The NAS has constant traffic running through it so I was never going to hit Line rate but it was pretty close! I also ran an iperf test and was able to reach 983Mbps. Almost 1Gbps of read speed through a virtual statefull firewall with 512GB of ram and a single cpu core ? thats just awesome 🙂 I’m fairly confident they’ll easily cope with much more than I’ve thrown at them. I’ve read that some people have had up to 6 Gbps although I’m not sure how much resource they assigned to them. When I run either of the LAN Speed test or iperf I’ve never seen a spike in CPU to RAM during the test. One important point to make here though is VyOS is a layer 4 firewall. The Palo Alto is a Next Generation (Layer 7) firewall which inspects the payload of each and every packet which is significantly more expensive on compute power to achieve.
Configuring VyOS
At the time of writing this post there was no GUI to configure VyOS, its CLI only. Don’t let that scare you though as the CLI syntax is beautiful to work with. Its similar to Junos and you can prep your changes, review before committing them and even have VyOS roll them back after a configurable amount of time if you don’t confirm the commit. That’s really handy if there’s a risk that your change may break your access to the device. If your used to zone based firewalls from vendors like Palo Alto, Fortinet, Juniper etc configuring VyOS as zone based statefull firewall is a bit of a learning curve but well worth the effort.
What challenges did I face?
I did meet some challenges when deploying VyOS. The main one for me was not being able to nat behind a VRRP address. I needed to nat as my cable modem does not support static routes, you can configure a subnet on the LAN interface only. If I could NAT traffic towards the cable modem behind the VRRP address of the active VyOS router there would be a route back from the cable modem to the active router. Using my google fu I learnt that a patched version of VyOS addresses this issue but I decided to wait until that feature is rolled into a main stream release. As a workaround I turned off RFC 3768 mode for VRRP on the VyOS routers. Traffic is still NAT’ed behind the active VyOS routers interface address but under fail over I just have to be patient while the TCP connections time out and re-establish (the tcp 5 tuple match breaks due to the change in NAT address) For a home lab that’s perfectly acceptable to me.
Summary
I’m delighted I went down the VyOS route.

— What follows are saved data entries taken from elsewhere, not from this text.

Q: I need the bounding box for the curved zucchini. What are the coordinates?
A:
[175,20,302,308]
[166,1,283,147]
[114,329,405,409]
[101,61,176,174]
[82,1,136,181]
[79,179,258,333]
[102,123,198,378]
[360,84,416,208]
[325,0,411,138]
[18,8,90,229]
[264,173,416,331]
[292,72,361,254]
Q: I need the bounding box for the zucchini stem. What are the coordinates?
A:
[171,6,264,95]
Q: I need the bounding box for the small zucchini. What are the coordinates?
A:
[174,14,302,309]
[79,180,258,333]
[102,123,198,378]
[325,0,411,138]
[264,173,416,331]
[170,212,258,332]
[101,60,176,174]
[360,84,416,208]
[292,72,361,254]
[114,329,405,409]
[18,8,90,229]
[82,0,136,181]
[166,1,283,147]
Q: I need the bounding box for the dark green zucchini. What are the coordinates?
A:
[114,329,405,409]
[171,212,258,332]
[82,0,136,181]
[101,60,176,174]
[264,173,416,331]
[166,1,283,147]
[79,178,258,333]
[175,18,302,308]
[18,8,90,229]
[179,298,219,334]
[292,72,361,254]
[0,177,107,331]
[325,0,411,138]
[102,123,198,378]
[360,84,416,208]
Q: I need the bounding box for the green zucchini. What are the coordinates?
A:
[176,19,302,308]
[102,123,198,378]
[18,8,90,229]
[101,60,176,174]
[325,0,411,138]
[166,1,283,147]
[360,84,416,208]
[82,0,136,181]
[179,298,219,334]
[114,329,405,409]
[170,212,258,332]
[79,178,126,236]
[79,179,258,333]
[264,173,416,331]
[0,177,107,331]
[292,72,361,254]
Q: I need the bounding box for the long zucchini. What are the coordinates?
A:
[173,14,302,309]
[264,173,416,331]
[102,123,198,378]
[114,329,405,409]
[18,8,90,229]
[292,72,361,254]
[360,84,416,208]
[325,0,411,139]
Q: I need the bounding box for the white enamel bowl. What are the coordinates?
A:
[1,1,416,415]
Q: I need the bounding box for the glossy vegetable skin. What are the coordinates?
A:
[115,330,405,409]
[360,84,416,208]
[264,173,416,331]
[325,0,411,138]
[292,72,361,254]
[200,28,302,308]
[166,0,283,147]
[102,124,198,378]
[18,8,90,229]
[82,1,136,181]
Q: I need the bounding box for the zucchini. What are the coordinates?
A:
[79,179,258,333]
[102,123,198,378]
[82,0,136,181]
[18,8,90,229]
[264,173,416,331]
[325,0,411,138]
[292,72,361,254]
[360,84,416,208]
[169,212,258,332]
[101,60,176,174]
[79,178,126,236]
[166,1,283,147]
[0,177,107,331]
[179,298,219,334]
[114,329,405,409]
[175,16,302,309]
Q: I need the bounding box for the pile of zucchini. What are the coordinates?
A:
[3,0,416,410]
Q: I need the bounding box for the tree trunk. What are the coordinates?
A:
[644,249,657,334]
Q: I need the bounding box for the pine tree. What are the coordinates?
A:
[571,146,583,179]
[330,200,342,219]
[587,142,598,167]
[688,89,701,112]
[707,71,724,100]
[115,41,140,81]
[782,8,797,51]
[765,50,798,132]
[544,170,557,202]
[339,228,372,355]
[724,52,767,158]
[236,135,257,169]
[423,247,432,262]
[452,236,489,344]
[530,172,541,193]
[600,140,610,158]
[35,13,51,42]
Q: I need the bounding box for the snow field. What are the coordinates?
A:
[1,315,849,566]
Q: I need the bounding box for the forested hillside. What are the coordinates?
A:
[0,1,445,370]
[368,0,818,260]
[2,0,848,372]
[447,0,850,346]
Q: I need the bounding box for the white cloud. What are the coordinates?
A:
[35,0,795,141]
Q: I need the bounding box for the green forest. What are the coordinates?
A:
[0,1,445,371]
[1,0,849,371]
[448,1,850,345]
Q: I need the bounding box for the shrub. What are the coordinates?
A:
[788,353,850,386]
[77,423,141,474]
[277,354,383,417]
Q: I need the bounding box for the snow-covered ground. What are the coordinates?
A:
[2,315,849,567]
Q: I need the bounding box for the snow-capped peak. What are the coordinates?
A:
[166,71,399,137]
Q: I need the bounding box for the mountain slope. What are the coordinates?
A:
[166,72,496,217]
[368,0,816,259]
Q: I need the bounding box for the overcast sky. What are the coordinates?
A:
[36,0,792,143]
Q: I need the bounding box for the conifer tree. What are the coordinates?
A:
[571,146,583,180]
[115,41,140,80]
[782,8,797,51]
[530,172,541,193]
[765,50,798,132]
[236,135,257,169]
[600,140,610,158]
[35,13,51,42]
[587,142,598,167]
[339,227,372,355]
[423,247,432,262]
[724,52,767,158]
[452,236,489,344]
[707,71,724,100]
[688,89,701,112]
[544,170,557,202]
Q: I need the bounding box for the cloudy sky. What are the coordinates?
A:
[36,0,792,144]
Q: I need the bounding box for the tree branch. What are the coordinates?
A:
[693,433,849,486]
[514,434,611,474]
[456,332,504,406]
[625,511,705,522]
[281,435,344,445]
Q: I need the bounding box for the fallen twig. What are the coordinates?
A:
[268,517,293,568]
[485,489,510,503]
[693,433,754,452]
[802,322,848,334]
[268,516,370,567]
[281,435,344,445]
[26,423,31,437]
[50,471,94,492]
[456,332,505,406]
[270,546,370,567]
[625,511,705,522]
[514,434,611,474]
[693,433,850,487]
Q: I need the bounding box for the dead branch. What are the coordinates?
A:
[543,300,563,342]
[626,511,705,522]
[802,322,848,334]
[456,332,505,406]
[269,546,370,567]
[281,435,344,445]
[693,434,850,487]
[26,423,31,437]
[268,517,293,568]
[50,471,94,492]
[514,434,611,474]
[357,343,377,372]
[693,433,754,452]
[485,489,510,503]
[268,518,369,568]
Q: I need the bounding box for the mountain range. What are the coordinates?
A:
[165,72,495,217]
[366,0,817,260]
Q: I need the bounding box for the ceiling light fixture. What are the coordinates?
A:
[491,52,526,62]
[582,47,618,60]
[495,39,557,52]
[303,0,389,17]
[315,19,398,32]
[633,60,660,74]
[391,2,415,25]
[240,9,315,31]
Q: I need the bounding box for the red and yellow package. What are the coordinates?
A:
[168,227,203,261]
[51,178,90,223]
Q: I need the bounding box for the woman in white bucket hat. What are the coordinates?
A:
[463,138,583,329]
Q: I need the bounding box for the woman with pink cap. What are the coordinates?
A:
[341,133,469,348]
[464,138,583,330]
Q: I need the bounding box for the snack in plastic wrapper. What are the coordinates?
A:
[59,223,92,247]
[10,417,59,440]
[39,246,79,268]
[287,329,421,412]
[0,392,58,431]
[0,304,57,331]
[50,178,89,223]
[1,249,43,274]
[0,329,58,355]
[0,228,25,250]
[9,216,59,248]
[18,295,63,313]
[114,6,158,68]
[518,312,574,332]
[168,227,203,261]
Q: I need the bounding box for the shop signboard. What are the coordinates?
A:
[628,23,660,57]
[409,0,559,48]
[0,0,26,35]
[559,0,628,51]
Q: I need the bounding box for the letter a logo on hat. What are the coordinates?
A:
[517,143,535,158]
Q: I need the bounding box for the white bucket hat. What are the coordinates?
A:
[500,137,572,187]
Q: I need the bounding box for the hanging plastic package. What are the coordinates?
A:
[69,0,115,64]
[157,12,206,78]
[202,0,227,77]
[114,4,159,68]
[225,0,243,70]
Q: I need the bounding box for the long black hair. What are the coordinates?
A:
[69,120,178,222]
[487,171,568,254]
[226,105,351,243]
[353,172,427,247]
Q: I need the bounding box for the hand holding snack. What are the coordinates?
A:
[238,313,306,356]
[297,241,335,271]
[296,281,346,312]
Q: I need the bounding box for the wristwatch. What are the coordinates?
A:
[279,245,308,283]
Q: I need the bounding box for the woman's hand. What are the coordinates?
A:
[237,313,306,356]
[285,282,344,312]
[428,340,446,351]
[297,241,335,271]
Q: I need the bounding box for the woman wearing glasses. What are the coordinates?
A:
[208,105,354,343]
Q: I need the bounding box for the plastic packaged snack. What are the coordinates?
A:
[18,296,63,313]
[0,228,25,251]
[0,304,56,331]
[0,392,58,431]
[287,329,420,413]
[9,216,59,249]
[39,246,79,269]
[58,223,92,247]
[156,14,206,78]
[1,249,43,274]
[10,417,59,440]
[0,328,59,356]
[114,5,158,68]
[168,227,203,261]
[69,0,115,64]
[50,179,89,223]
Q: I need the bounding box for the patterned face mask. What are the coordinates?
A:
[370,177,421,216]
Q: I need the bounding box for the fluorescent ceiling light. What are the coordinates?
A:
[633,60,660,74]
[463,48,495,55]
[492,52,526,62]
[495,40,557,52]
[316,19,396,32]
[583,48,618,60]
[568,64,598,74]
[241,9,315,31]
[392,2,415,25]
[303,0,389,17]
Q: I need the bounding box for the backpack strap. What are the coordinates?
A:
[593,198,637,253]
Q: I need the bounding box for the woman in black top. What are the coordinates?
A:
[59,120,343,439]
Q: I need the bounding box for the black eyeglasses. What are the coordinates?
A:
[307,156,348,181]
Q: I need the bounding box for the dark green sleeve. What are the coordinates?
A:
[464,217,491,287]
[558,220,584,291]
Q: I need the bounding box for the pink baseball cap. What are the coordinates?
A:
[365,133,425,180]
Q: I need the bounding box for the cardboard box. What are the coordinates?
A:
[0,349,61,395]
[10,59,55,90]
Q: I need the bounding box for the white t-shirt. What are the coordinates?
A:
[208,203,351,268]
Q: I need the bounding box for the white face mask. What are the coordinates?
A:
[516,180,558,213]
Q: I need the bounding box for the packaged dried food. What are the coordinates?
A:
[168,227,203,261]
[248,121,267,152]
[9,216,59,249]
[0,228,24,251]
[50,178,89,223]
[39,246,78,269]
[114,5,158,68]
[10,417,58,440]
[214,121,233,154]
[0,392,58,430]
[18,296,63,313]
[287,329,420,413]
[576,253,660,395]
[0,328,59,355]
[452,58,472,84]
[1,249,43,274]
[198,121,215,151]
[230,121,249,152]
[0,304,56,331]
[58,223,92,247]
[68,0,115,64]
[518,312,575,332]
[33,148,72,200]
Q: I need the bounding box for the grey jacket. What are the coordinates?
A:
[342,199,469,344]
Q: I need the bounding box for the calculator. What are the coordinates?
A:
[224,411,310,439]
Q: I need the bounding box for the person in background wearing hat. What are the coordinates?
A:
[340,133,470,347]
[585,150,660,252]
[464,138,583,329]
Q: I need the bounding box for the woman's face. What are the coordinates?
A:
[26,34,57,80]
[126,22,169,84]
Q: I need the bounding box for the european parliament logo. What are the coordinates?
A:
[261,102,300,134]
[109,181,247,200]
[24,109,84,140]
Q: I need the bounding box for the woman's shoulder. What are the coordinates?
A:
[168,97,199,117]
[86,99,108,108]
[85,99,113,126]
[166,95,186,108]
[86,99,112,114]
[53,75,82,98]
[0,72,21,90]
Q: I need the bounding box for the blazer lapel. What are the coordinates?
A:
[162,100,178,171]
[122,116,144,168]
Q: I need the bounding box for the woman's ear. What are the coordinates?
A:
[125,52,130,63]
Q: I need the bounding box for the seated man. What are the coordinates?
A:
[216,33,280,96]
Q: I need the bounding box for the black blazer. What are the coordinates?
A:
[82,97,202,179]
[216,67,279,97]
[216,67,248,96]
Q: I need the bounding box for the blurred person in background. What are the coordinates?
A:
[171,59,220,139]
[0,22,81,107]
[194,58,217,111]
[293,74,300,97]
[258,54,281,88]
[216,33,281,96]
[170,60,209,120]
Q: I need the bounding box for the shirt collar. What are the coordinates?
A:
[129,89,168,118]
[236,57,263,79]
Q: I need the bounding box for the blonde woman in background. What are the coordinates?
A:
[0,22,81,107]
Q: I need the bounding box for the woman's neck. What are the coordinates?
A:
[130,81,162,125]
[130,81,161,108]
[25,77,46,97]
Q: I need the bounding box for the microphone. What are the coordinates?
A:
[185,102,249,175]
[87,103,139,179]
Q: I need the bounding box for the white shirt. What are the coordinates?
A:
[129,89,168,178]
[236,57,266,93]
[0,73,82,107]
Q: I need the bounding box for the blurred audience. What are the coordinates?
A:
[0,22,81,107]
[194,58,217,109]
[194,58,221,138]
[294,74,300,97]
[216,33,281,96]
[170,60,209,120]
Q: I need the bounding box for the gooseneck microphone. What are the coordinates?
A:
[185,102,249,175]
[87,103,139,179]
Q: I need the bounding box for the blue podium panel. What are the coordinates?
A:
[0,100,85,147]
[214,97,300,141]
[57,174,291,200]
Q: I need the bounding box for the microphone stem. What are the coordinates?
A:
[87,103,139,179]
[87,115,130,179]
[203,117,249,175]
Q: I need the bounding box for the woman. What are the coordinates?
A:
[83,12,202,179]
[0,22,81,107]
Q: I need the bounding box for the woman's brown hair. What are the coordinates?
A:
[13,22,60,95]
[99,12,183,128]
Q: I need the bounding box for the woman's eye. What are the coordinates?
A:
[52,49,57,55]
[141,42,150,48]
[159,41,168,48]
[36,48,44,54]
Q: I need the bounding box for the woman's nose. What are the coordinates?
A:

VyOS is awesome to work with, fast, reliable and free! You can run them as routers only which takes minutes to provision them. In my case it took me a about 3 weeks of evenings (quite a few hours) as I enabled the zone based firewall functionality and needed to built and test the policy. At some point in the future another project is to implement a 4G router to act as a fail over to my cable provider.